Rapidly evolving digital technology has provided an environment for new commercial models within publishing. Technology has spawned a world of new opportunities throughout authors’ supply chains, primarily in online services and tools to support writers. Unfortunately this has helped to drive down average earnings.
The online publishing eco-system is a dynamic adjunct to the traditional publishing industry. It is one that publishers readily exploit without much investment. Hordes of online service providers from authors and copy writers to reviewers, filter and sift new talent at their own risk and to the benefit of publishers. These new players offer fee-based publishing opportunities and fee-based prizes in every imaginable category. New writers can today self-publish without much difficulty, because the technology and the people are there to grease the wheels. These business models did not exist in the same abundance in 2006.
There is a mutual dependency between the digital environment and those who inhabit it. And this is where publishers feed, either directly or via the agent community. That they can exploit the vanity of potential authors is a given. We are all keen for the attention of a commercial publishing contract that might take our careers in a new direction. And today there are so many more of us offering raw material: supply outstrips demand.
The online eco-system hosts all manner of writerly services from software and online courses, to review sites, editorial services, printing and publishing services, marketing, blog tours and publicity. The enormity of this opportunistic system, enhanced and amplified with a host of social media channels, means that anyone who fancies their chances as an author can present themselves as such. Authors are the raw material, rather than their work. Those who are good at the online gig (and patient enough to get good at it) are rewarded by traditional publishing in the end. Top selling titles based on blogging and websites with huge followings are massive successes. Publishers put money into these writers, knowing that their risk is mitigated.
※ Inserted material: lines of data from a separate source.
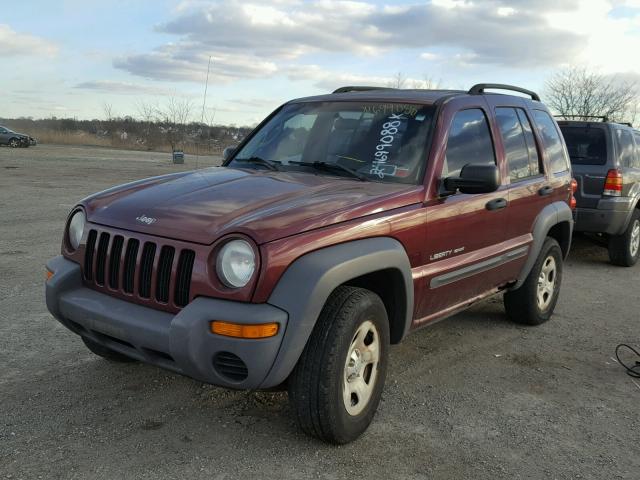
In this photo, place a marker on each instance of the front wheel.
(624, 249)
(534, 301)
(336, 386)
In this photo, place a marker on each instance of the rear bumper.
(611, 216)
(182, 342)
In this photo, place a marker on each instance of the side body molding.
(307, 283)
(551, 215)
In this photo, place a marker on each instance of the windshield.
(586, 145)
(371, 141)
The fall in authors’ average earnings between 2006 and 2022 reflects the brutal facts of supply and demand. Today’s economic landscape is much less favourable, as the ALCS data shows. There are so many more active authors and agents in our industry now and most will work for much less money than was likely in 2006. Back then there were far fewer writers actively pursuing success, and publishers were far hungrier.
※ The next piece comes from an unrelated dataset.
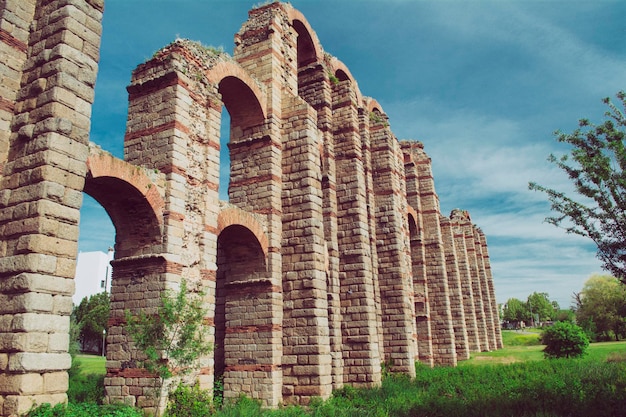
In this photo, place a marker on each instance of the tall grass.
(575, 388)
(514, 381)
Mainstream publishers today can and do focus on what are likely to be successful products, usually from credentialled writers. Mostly publishers are very good at doing this, as the astonishing turnover and profit figures confirm. The writer’s profession is about opportunity and yes luck. But luck has nothing to do with the inclination of mainstream publishers to turn away from reduced risk investments. That is never going to happen. Luck plays a part at all points in the publishing supply chain, from the writing and commercial attractions of a work, through to whether or not the paper costs for printing it on is within budget. The reliability or not of ‘luck’ is precisely what makes it luck. And there is nothing lucky in the success of top selling titles. They succeed because publishers put the money behind them to make sure that they succeed. As with celebrity tomes, the publishers of work that started life as a high profile blog already have a defined market.
Earning a living as an author has never been easy. Oscar Wilde wrote in a letter to one Mr Morgan that ‘the best work in literature is always done by those who do not depend upon it for their daily bread’. That was in 1885 and today’s publishing economics keep it that way.
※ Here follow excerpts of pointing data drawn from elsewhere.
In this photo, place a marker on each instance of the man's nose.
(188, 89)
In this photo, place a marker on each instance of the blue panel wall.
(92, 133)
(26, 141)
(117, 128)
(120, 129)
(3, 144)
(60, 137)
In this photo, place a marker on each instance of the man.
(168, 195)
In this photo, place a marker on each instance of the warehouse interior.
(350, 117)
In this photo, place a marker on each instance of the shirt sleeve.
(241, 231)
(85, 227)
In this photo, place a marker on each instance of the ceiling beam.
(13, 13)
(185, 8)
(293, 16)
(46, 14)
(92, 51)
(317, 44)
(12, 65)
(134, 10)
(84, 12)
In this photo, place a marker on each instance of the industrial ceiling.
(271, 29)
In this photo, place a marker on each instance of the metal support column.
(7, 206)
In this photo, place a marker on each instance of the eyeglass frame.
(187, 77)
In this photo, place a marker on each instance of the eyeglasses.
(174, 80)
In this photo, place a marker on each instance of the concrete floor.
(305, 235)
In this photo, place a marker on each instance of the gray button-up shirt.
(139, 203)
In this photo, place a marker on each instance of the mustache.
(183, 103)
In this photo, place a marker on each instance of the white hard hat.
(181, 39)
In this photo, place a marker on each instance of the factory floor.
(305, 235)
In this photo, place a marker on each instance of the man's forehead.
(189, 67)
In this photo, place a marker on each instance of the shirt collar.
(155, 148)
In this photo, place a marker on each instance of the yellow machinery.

The relationship between authors and publishers is changed. Publishers no longer want to recognise that support for authors is their responsibility. And why should it be when raw materials for new products are so readily available, the risk so much less and the profits so much more? The traditional contract between authors and publishers is broken. Authors need a new more compelling and sustainable model, one that authors themselves should dictate. This ought to mean opportunities for ambitious publishers keen to disrupt and reinvent their industry. Let’s hope it does.